Industry 4.0 holds great potential for increasing productivity through new forms of collaboration between customers and system suppliers – especially through connected, predictive maintenance services. For example, TRUMPF increased the capacity of its laser welding lines by helping to reduce downtime at Daimler, and optimized its internal operating processes at the same time.
Algorithms and real TRUMPF experts then set to work transforming the data into trend analyses. Picture: TRUMPF
Every laser and optical system used in production processes gives rise to thousands of measurements concerning states and events: actual laser output, delay, average pulse energy, cooling water pressure, and so on. In the past, this data often led a useless existence, as it was not systematically evaluated, depriving operators of a golden opportunity to learn from past experience and predict future developments. Car manufacturers wanting to exploit the potential of this data trove joined forces with TRUMPF in a project to design an architecture for the Internet of Things that benefits both partners and supports their business ambitions. The TRUMPF Condition Monitoring system detects problems before they cause damage.
Some of the data is uploaded to the AXOOM Cloud via the Internet. Picture: TRUMPF
Systematic Observation and Trend Analysis
Laser welding is an everyday activity in the Mercedes-Benz plant in Sindelfingen, Germany: groups of robots equipped with I-PFO intelligent scanner optics weld the doors and tailgates of the E-Class vehicles, powered by a network of TruDisk disk lasers. The data derived from the lasers, processing optics and process sensor are sent to other stations on a kind of in-house data highway. Some of the data is uploaded to the AXOOM Cloud via the Internet. Algorithms and real TRUMPF experts then set to work transforming the data into trend analyses. The aim is to avoid failure events and identify ways to improve efficiency.

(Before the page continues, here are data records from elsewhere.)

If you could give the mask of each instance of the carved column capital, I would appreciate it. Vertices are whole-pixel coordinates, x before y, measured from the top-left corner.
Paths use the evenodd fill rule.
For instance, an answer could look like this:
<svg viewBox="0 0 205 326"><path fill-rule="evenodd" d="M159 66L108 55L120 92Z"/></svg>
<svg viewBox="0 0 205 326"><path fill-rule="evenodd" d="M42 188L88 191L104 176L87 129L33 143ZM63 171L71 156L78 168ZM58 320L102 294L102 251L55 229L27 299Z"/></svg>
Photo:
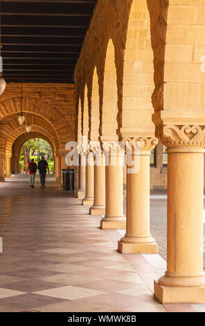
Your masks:
<svg viewBox="0 0 205 326"><path fill-rule="evenodd" d="M104 154L107 156L123 156L125 149L120 144L115 141L102 143L102 151Z"/></svg>
<svg viewBox="0 0 205 326"><path fill-rule="evenodd" d="M133 148L136 146L140 149L141 153L150 153L159 142L159 139L154 137L127 137L123 139L123 142L129 146L129 144Z"/></svg>
<svg viewBox="0 0 205 326"><path fill-rule="evenodd" d="M200 148L205 147L205 126L197 125L163 125L156 128L156 136L160 138L168 150L180 148L186 151L188 148ZM184 148L184 149L183 149Z"/></svg>

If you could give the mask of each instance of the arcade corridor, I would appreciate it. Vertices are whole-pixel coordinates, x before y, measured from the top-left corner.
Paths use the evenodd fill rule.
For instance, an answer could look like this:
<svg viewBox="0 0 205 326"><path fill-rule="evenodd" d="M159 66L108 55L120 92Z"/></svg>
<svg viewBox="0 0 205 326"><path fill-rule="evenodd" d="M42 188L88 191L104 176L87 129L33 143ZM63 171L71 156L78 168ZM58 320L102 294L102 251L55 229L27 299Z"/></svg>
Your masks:
<svg viewBox="0 0 205 326"><path fill-rule="evenodd" d="M118 253L117 230L100 230L100 216L59 191L53 178L46 189L39 185L29 189L21 175L1 184L1 311L204 308L161 305L152 293L163 271L158 255Z"/></svg>

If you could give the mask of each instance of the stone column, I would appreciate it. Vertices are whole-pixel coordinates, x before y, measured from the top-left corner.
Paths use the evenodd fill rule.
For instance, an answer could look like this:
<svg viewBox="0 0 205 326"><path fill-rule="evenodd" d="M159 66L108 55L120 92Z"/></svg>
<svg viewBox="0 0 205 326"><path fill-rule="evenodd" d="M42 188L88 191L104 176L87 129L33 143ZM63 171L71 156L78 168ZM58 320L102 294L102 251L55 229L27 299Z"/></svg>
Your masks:
<svg viewBox="0 0 205 326"><path fill-rule="evenodd" d="M55 180L60 181L61 180L61 158L59 155L55 155Z"/></svg>
<svg viewBox="0 0 205 326"><path fill-rule="evenodd" d="M85 197L86 185L86 156L84 154L80 155L79 166L79 189L78 190L78 198L82 199Z"/></svg>
<svg viewBox="0 0 205 326"><path fill-rule="evenodd" d="M0 152L0 182L4 182L5 175L5 153Z"/></svg>
<svg viewBox="0 0 205 326"><path fill-rule="evenodd" d="M14 160L14 173L15 174L17 174L19 173L20 155L14 156L13 160Z"/></svg>
<svg viewBox="0 0 205 326"><path fill-rule="evenodd" d="M94 166L94 204L90 209L91 215L105 214L105 160L102 151L96 152Z"/></svg>
<svg viewBox="0 0 205 326"><path fill-rule="evenodd" d="M131 151L127 148L126 234L118 241L123 253L158 252L150 230L150 152L157 143L157 138L150 137L134 138L132 144L127 144ZM132 166L129 166L131 162Z"/></svg>
<svg viewBox="0 0 205 326"><path fill-rule="evenodd" d="M123 214L123 162L124 151L105 152L105 216L101 220L102 229L125 229L126 218Z"/></svg>
<svg viewBox="0 0 205 326"><path fill-rule="evenodd" d="M94 200L94 160L92 153L89 152L86 166L86 189L83 205L92 205Z"/></svg>
<svg viewBox="0 0 205 326"><path fill-rule="evenodd" d="M205 128L157 128L168 147L167 271L154 282L162 303L205 303L203 196Z"/></svg>
<svg viewBox="0 0 205 326"><path fill-rule="evenodd" d="M5 178L11 178L11 157L10 154L6 155L6 175Z"/></svg>

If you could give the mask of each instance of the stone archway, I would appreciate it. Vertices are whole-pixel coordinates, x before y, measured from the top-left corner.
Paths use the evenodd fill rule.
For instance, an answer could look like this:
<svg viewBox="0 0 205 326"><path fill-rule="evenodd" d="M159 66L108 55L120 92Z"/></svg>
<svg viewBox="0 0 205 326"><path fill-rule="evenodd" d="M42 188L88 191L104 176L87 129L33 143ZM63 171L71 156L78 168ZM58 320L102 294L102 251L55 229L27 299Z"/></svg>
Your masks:
<svg viewBox="0 0 205 326"><path fill-rule="evenodd" d="M35 131L34 129L36 129ZM57 149L56 144L55 144L55 141L52 136L48 132L46 132L44 130L41 130L39 128L33 128L33 131L31 131L29 134L28 132L24 132L21 134L12 144L11 173L12 174L17 174L19 172L19 158L21 148L26 141L32 138L41 138L47 141L53 150L53 157L55 157L56 151L58 151L58 149ZM10 151L10 143L8 142L6 147L6 157L8 157L7 153Z"/></svg>

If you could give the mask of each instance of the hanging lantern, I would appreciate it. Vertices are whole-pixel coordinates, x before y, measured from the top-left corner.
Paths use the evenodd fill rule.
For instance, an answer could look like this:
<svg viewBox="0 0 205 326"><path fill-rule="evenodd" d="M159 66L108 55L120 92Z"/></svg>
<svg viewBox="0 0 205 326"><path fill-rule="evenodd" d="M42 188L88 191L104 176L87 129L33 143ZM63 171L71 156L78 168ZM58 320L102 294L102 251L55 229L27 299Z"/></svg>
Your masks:
<svg viewBox="0 0 205 326"><path fill-rule="evenodd" d="M21 80L21 115L19 117L19 121L21 125L24 123L25 121L25 117L23 115L22 112L22 106L23 106L23 80Z"/></svg>
<svg viewBox="0 0 205 326"><path fill-rule="evenodd" d="M20 115L19 117L19 123L22 125L24 122L25 121L25 117L24 115Z"/></svg>
<svg viewBox="0 0 205 326"><path fill-rule="evenodd" d="M31 127L30 127L30 124L28 124L28 126L26 127L26 129L27 132L29 133L30 130L31 130Z"/></svg>
<svg viewBox="0 0 205 326"><path fill-rule="evenodd" d="M6 89L6 81L2 77L1 77L0 78L0 95L1 95L3 93Z"/></svg>

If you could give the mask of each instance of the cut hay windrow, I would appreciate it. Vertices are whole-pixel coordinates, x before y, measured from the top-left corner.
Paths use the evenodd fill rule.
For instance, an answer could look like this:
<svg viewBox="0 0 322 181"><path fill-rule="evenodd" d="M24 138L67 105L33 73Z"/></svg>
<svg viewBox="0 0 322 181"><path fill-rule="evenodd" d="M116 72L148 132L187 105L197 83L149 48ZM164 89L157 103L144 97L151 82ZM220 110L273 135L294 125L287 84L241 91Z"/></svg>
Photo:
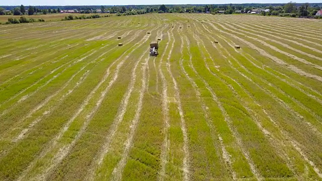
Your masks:
<svg viewBox="0 0 322 181"><path fill-rule="evenodd" d="M318 20L38 16L0 25L0 180L322 178Z"/></svg>

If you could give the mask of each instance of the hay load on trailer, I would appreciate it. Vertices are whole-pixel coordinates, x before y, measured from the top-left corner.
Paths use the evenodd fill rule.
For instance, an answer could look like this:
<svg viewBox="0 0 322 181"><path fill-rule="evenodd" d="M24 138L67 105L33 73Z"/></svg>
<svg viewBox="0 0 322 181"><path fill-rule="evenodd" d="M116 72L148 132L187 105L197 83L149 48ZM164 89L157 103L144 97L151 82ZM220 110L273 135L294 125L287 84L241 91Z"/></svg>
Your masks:
<svg viewBox="0 0 322 181"><path fill-rule="evenodd" d="M158 41L150 42L150 56L157 56L159 48Z"/></svg>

TruDisk disk lasers collect data derived from the lasers, processing optics and process sensor. Picture: TRUMPF
This has had successful results. For example, the team in Sindelfingen noticed that measured values for laser beam reflection were changing as time went by. It wasn’t immediately possible to determine what had caused this change, but it was obvious that something wasn’t quite right. The TRUMPF service technicians got in touch with the relevant system specialists at Mercedes-Benz, who were able to trace the problem to a focusing angle that had been misadjusted by the self-teaching algorithm. It was immediately corrected, and there have been no further problems.
To supplement the expert knowledge of TRUMPF’s employees, Smart View Services have been introduced. These enable Daimler employees to detect and resolve many minor anomalies on their own, thanks to the user-friendly live overviews provided in the central customer portal. Anyone with access to a PC or smartphone can check the status of the plant, at any time and from anywhere in the world. As a result, the availability of the laser welding machines has increased significantly.
All data forwarded from the laser systems is reported to Daimler using encrypted data connections. Picture: TRUMPF
Trust and IT-Security
All data forwarded from the laser systems is reported to Daimler using encrypted data connections. Data logistics and secure IT connections to TRUMPF were designed in a joint process based on mutual trust. Both partners expressed their willingness to learn so that they might profit from the benefits of digitalization. TRUMPF received the 2017 Daimler Supplier Award for this outstanding show of collaboration.